Économie et Statistique n° 437 Employees over 50 and Information Technology - Impact of Thresholds of 10, 20, and 50 Employees on the Size of French Firms - Impact of Survey Method on Measurement of Mobility Behaviour
Impact of Survey Method on Measurement of Mobility Behaviour
Mobility surveys are essential both for understanding, analyzing, and modelling travel behaviour and for helping to define and assess transport policies implemented. Yet response rates to the “Household Travel Surveys” (Enquêtes Ménages Déplacements: EMDs) have been declining steadily. In recent years, data-collection methods have evolved in order to provide inputs for ever more complex models and incorporate new technologies (such as the Web and GPS) into survey protocols. In particular, the combination of different media has proved its worth as a cost-effective means of improving the quality of the data produced by raising the total response rate.
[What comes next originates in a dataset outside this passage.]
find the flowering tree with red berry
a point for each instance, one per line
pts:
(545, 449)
However, while the fact of offering a choice of media has boosted the total response rate, data comparisons remain a difficult exercise. Respondents' socioeconomic characteristics vary with the survey method, and these differences may account for specific behaviours. In our article, we show that it is possible to distinguish between the effect of the survey method and the effect of socioeconomic differences observed between respondent samples. We can also quantify the survey method's impact on the measurement of reported mobility. We have borrowed the econometric model for this analysis from the field of qualitative variables. More specifically, we use a sample-selection model and estimate its parameters by means of the two-stage procedure developed by Heckman in the late 1970s. We illustrate our analysis with the results of the 2006 EMD survey conducted in Lyon face-to-face and online. Our goal is to quantify the impact of the survey method on the measurement of mobility behaviour for each respondent.